才二樓。單雙搖頭,“不過安全嗎?”她怕繩子中途斷掉。
“安全。剛剛我都檢查一遍了。抓住別鬆手就行。”
“行李怎麼辦?”
“劉姨會給我們郵過去,證件手機帶好就行。”
厲江部先爬下去。單雙心驚膽戰地看著。
似乎感受到了她擔憂的目光,厲江部中途仰頭衝她露出迷人的微笑。
“你別看我了。”她要他別分神。
厲江部無驚無險,很快就到了地面。
單雙拿好手機身份證,又往羽絨服兜裡揣了點錢。
剛要回窗戶邊,身後的門突然開了。
她心一跳,回頭看是厲奶奶。
厲奶奶對她比了個噓聲。招手讓她過去。
她猶豫。
又望了眼窗外,才到她跟前。
厲奶奶打量單雙。
這個女孩子文文靜靜,乖巧聽話。她這輩子對兒媳婦諸多挑剔,對孫媳婦卻沒有。她落在她眼裡只有一個好字。
良久後,她把背在身後的手拿出來。
手裡捏著一封信。
她深深嘆氣,才對單雙說:“這是江部媽媽臨死前留下的。”
“婆婆和兒媳婦上輩子有仇。這輩子我總是看她不順眼。我眼裡,她唯一做對的,可能就是臨死前把這封信託付給我。
“至少我很感激她,沒有把它直接留給江部。我原打算一直不給江部,把信帶進墳墓裡。可年紀越來越大,離墳墓越近,我越動搖,這樣瞞著江部,到底對不對?”
厲奶奶頓住話。渾濁卻炯炯有神的眼睛盯著單雙,似乎想從她那得到答案。
可惜單雙現在還是一頭霧水。
她奇怪:“不是隻留下一張字條嗎?”
這信又是從哪來的?
“她應該是先寫了這封信。後來想想又沒直接留給江部,拿快遞郵給我。我也是在她去世幾天後,才知道有這封信的。至於那張紙條……”厲奶奶遲疑著,“她應該是後來才寫的。可能無論如何,還是想給江部留下點話。”
“奶奶……”單雙試探地問,“信裡是不是有什麼話不適合江部知道?”
厲奶奶欲言又止。她把信塞進單雙手裡,對她說:
“你自己看吧。我老了,沒有那麼多時間再猶豫了。孩子,你拿著。他是你男人,他的未來也是屬於你的。這個決定,你替奶奶做。”
“奶奶,我做不了這個決定。”
他們的關係並不是像厲奶奶想的那樣。這份工作後,她和厲江部的未來根本沒有交集。
單雙要把信還給厲奶奶。
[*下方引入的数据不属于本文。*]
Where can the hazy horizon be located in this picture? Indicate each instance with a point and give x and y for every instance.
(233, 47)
厲奶奶卻攔住她,緊緊抓住她的手。
這位老人的力氣遠超她的想象,青筋凸起,早已失去柔軟光滑的雙手,卻有著不容拒絕的力量。
她輕輕拍了拍她的手背,渾濁的雙眼裡,透著殷殷關切。
“孩子,信交給你了,我大孫子也交給你了。”
厲江部安全著陸,等了半天也不見單雙。剛要打電話,厲奶奶從窗戶邊探出頭。
“我可捨不得我孫媳婦爬這個。”
“那你就捨得你孫子?”厲江部哭笑不得,他和他弟幾乎每次都這麼走。
厲奶奶讓厲江部回來,說有幾句話和他說。
厲江部回房間後,厲奶奶對他們囑咐了幾句。然後要兩人交換情人節禮物。
拿到那條圍脖,厲江部驚訝地笑了。
“還真是毛線?”
單雙只冷淡地嗯了聲。
厲江部送她的是口紅。和之前要送初筱茉的一模一樣,就連上面刻的字也一樣:Jun。
是打算給她先裝裝樣子,然後再要回去?
厲奶奶捕捉到單雙的不快,她埋怨孫子:“我說什麼來著。太沒創意!”
她把單雙叫到身邊,神秘兮兮地遞給她一本東西。
厲江部頓覺不妙。快步過去要攔。
厲奶奶馬上捂心口,眼睛一瞪:“我心臟不好。你可不許氣我。”
厲江部放棄,拎著行李先下去了。
他這個反應,單雙心裡更好奇了。
厲奶奶給她的是本相簿。
她說:“這裡面都是江部小時候的照片。”
翻開後,單雙默默糾正:糗照才更準確。
看到其中一張時,她眼睛微微瞪大,然後飛快移開目光。
居然還露著小雞雞……
厲奶奶也很懷念地陪單雙一起看。
她指著一張照片問:“單單,你猜哪個是江部?”
裡面兩個小孩分明都是小女孩。
厲奶奶卻說他們都是男孩子,指著左面的說:“你看江部扎雙馬尾多可愛。”
“……”
“好啦。演完了還你。”劉叔送他們到機場,剛下車,單雙就迫不及待把口紅給厲江部,“圍脖給我。”
“不用還。”
懶得和他廢話。單雙把口紅揣兜裡。
卻仍伸手管他要圍脖。
“不給。”厲江部自戀地衝她笑,“我戴著很好看,也很暖和。”
單雙動手去搶,厲江部卻拽住另一邊不肯鬆手。
“就一條圍脖,你怎麼這麼小氣?”
“你要和我爸搶父親節禮物?”
厲江部手一頓。“……你爸知道有這條圍脖嗎?”
“知道!”單雙騙他。
厲江部只得遺憾鬆手。
兩人沒回B市。機票臨時改簽,飛往W市。因為湯總電話要厲江部救場,演一條美人魚。
☆、43
W市的冬天冷得駭人。出了機場,冷空氣撲面激得單雙打了個寒顫。身邊厲江部直吵吵凍脖子。她沒理,邊走邊焦急地尋找著。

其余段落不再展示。